Predicting Different Types of Subtle Toxicity in Unhealthy Online Conversations
Shlok Gilda, Mirela Silva, Luiz Giovanini, Daniela Oliveira

TL;DR
This study develops machine learning models to classify subtle forms of toxicity in online conversations, achieving high accuracy and revealing insights into the sentiment and detectability of different toxic behaviors.
Contribution
It introduces a comprehensive approach to detect various subtle toxicities in online comments using a public dataset and machine learning, with detailed performance metrics.
Findings
High classification performance with F1-score of 88.76%
Hostile comments are easier to detect than other types
Unhealthy comments generally have a slight negative sentiment
Abstract
This paper investigates the use of machine learning models for the classification of unhealthy online conversations containing one or more forms of subtler abuse, such as hostility, sarcasm, and generalization.

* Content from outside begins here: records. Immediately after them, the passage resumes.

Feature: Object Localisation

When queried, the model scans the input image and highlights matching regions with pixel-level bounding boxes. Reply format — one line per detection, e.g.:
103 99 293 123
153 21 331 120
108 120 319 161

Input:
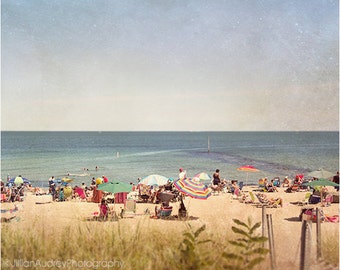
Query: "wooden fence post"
316 207 322 260
267 214 276 270
262 205 268 237
300 220 312 270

We leveraged a public dataset of 44K online comments containing healthy and unhealthy comments labeled with seven forms of subtle toxicity. We were able to distinguish between these comments with a top micro F1-score, macro F1-score, and ROC-AUC of 88.76%, 67.98%, and 0.71, respectively. Hostile comments were easier to detect than other types of unhealthy comments. We also conducted a sentiment analysis which revealed that most types of unhealthy comments were associated with a slight negative sentiment, with hostile comments being the most negative ones.